DOHA, Qatar -- With Syrian rebels slowly gaining ground against the military forces of Syrian President Bashar Assad, and jihadist elements seemingly gaining ground within the rebel movement, the time seemed ripe to Syria’s most senior military defector for creating a rebel military command that would use Western-supplied arms and supplies to woo the disparate opposition fighters to accept a central authority.
That’s what former Maj. Gen. Mohammed Haj Ali proposed in mid-September when he met with American military and political experts at the U.S. Embassy in Amman, Jordan.
“Their response was positive and very appreciative,” Ali told McClatchy. “They told me they’d be back to me quickly.”

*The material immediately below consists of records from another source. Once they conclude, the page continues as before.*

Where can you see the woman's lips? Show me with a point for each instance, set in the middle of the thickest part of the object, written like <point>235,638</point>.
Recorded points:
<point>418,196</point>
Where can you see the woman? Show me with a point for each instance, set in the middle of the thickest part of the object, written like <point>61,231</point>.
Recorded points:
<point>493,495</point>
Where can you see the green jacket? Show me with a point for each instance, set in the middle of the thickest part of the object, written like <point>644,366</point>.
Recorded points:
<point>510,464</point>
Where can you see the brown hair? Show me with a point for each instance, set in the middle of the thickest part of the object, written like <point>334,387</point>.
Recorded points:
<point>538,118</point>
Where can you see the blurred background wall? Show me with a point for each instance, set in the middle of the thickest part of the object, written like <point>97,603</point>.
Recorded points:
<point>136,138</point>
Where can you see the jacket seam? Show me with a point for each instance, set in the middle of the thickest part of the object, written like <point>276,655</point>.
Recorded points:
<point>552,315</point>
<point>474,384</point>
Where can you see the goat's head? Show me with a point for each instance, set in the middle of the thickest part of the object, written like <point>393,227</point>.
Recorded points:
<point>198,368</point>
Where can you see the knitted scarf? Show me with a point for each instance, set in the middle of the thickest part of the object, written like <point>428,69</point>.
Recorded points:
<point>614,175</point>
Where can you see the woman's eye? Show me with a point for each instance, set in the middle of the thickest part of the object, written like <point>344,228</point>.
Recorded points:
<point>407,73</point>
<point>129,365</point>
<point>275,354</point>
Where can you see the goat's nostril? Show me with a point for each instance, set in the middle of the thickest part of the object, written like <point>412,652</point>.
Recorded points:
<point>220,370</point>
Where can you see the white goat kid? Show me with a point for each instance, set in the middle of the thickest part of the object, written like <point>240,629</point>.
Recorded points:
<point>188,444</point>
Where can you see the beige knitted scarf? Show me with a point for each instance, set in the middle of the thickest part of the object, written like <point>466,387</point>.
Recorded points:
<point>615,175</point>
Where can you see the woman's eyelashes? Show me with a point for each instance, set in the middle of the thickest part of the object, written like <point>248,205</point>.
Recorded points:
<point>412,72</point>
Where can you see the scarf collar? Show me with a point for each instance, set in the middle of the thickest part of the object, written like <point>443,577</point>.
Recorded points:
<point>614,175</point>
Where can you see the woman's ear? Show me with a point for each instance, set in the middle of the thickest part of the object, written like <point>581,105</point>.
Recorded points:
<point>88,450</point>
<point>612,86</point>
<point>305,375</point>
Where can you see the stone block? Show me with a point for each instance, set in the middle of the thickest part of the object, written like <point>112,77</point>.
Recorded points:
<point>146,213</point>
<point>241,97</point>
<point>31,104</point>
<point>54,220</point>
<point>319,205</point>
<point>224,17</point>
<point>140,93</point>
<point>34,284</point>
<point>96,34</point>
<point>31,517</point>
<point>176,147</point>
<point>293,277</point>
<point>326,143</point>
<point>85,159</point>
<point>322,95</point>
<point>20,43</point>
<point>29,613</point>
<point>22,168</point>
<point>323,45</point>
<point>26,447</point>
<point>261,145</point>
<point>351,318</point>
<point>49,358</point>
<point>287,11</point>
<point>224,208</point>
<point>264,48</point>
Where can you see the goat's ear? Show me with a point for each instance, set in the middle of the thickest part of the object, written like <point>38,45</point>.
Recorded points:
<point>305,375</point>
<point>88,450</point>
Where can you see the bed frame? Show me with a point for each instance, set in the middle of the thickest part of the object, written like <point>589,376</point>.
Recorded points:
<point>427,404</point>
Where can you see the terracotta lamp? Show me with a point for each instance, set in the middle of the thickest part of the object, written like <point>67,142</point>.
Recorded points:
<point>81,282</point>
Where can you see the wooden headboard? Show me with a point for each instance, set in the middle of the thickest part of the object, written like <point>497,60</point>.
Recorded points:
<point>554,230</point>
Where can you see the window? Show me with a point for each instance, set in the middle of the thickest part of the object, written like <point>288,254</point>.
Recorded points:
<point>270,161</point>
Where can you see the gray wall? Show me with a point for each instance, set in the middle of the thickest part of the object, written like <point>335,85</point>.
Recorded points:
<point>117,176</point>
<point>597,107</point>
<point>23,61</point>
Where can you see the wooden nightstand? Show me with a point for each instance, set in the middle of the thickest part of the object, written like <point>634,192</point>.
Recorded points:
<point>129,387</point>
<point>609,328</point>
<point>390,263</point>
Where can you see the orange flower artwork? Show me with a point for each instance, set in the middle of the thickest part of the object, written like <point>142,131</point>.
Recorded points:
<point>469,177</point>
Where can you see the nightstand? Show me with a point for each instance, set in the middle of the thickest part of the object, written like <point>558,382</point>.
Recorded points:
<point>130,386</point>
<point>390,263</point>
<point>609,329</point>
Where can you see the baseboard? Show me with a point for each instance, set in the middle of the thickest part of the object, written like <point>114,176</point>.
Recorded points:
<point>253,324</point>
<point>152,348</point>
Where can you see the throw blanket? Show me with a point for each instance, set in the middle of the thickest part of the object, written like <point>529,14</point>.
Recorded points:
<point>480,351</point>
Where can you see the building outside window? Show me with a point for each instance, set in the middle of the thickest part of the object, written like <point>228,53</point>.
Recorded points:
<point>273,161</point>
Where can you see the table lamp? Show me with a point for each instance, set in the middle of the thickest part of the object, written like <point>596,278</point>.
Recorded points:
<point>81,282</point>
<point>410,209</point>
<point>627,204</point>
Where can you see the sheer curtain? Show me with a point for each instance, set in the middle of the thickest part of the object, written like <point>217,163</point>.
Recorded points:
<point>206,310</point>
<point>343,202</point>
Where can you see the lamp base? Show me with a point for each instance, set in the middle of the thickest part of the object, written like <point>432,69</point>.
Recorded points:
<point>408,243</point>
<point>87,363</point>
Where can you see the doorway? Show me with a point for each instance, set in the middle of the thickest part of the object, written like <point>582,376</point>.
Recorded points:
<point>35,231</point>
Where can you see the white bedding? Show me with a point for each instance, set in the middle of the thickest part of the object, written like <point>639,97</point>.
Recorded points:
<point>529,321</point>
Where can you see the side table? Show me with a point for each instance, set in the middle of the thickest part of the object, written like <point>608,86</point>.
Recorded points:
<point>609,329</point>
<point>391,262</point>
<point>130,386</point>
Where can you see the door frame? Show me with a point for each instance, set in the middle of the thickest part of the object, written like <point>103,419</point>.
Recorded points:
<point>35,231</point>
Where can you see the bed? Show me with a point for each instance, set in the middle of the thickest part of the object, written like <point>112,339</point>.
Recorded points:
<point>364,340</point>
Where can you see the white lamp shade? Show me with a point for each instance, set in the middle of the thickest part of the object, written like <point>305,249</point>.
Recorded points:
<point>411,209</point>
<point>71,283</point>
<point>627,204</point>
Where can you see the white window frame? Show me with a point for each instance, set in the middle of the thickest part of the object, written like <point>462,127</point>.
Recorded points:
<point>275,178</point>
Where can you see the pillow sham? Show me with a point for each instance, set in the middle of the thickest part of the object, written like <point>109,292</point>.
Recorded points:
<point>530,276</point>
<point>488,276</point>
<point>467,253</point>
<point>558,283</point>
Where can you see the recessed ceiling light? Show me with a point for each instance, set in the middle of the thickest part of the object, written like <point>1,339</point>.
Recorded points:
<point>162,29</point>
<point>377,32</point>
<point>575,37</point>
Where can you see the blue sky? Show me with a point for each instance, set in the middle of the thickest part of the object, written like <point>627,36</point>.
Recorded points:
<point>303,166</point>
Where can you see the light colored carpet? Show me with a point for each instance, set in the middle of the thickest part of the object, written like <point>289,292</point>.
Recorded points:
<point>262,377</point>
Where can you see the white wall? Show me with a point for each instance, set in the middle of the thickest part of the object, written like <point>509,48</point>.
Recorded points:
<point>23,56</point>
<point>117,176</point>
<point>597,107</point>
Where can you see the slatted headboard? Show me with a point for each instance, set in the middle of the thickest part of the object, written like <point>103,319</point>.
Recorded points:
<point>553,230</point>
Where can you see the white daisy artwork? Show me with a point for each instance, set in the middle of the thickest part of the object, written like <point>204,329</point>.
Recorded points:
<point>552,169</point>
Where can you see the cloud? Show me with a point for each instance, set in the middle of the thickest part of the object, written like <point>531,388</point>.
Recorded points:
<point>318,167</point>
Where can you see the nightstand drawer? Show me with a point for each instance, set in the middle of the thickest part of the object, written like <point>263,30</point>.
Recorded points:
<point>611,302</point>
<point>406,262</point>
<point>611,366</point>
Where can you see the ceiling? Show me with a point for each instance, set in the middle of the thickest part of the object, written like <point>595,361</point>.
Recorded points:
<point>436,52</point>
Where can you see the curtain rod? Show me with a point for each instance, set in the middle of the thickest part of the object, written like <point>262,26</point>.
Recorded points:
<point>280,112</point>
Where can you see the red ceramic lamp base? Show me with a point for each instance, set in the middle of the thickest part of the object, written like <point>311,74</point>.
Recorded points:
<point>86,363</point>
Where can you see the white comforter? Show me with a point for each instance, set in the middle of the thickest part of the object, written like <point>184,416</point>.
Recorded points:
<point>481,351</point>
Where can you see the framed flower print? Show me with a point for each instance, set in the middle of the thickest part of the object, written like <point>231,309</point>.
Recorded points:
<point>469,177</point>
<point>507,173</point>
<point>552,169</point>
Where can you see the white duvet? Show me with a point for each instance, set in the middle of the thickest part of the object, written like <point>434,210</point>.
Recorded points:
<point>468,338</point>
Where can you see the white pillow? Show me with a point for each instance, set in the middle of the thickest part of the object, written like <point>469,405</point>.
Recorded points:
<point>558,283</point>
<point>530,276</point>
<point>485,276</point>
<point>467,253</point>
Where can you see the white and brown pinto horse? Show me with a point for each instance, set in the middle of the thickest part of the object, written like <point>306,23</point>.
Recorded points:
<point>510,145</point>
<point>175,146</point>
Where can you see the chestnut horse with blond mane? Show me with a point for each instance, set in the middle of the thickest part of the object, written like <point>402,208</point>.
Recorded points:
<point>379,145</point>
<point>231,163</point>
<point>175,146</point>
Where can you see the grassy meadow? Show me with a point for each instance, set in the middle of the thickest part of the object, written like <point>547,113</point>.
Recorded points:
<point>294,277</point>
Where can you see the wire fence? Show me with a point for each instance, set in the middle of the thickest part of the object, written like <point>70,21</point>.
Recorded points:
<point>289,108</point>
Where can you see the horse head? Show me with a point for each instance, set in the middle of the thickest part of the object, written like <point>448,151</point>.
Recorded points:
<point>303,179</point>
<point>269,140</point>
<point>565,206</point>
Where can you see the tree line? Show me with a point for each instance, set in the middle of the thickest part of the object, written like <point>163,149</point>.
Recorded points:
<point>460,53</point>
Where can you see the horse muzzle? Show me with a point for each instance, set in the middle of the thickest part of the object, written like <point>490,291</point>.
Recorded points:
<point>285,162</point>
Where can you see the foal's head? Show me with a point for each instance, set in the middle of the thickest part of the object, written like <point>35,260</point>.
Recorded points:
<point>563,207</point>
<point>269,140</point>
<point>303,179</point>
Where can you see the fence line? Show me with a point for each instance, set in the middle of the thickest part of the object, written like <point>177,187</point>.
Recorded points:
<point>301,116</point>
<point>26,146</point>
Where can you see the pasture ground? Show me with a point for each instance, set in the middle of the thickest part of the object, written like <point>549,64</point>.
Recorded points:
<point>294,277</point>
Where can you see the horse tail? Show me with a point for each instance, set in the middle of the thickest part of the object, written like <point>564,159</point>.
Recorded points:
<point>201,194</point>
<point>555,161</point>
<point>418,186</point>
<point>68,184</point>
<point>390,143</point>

Two months later, he’s still waiting. There’s been no comment, no communication or follow-up of any kind, he said.
That silence underscores the frustration that anti-Assad military leaders say they have with the Obama administration’s hands-off approach to the anti-Assad rebel movement. To be sure, some cash is flowing to the rebels, as are some small arms. But no one, Ali said in a series of interviews in Istanbul and in Doha, Qatar, “is helping us to unify the military.”
Ali, who’d headed Syria’s national defense college in Damascus, escaped to Jordan in mid-August with some 200 members of his extended family.
His plan, which he said had the support of other defected officers and some rebel commanders in Syria, is a simple structure that would establish central control over the many rebel groups in Syria through the flow of arms, ammunition and logistics. It would establish commanders and sub-commanders in each of Syria’s 14 provinces and divide the country into two broader commands.
At the U.S. Central Command in Tampa, Fla., officials didn’t dispute that they’d met with Ali. Gen. James N. Mattis, the head of Centcom, “is able to meet with a wide variety of interested parties on a number of issues,” public affairs officer Oscar P. Seara said when he was asked about a meeting of top Centcom officers with Ali. “He maintains the confidentiality of any of the meetings he has.”
The Obama administration dispatched a high-powered team, including Beth Jones, an assistant secretary of state, and Robert Ford, the former U.S. ambassador to Syria, to Doha, Qatar, to monitor meetings of the Syrian civilian opposition with an aim of consolidating Assad’s political opponents into a single, far more effective organization.
Neither Jones nor Ford would comment about whether they’d met with Ali or what the U.S. government thought of his plan. “We have nothing for you on that,” spokesman Daniel J. Ernst told McClatchy by email.
Ali acknowledged that American officials and others are right to be concerned that Islamist extremists could become the dominant force in the opposition and seek armed confrontation with Syria’s Christians, most of whom have been sitting out the uprising, and Alawites, the Muslim sect that includes the Assads and has dominated the country for four decades.
Christians and Alawites each compose as much as 10 percent of Syria’s population.
So how can leaders of the armed resistance provide assurance that weapons would get to the right place? Ali was asked.
“That is why we are seeking a military organization to stop and control these volunteer jihadists,” Ali said. “Our main hope is to keep security in Syria and to avoid sectarian war. We are looking to establish an organization to keep the country together.”